John Warner who blogs for IHE, has posted a piece that proposes ways to do better assessment. He has some interesting ideas about measuring things, like student food security, that contribute to or detract from a “learning atmosphere.” I am not sure about the details of what he proposes, but he makes an important point. The current highly bureaucratized state of assessment ignores anything that is external to the curriculum and the classroom. I would argue that most of higher ed’s serious problems lie elsewhere and are far more complex and structural than anything that can be addressed by adding an extra critical thinking exercise or what ever your loop closer of choice is.
I like this passage, which perfectly captures the reality of assessment as it exists at the chalkboard face (or maybe white-board face would now be more appropriate).

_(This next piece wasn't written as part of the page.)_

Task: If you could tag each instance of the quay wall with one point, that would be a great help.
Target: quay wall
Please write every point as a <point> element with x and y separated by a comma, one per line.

As a frontline instructor, my role in the larger assessment regime has been largely pro-forma and somewhat mysterious. I have been asked to randomly collect artifacts that fit the “learning objectives” for the course – learning objectives imposed from somewhere above me[1]– and hand them over to some other body that does something to them, and then I do it again.
Assessment as practiced at the department and institutional level could not have been less relevant to my day-to-day work.
Are students improving at writing? The answer is yes.
How do I know? Because I do…and because students say so.
Take my word for it, except of course, taking my word for it is apparently not enough.
[1]The learning objectives are usually vague and unobjectionable and easy enough to attach to something I was planning on doing anyway.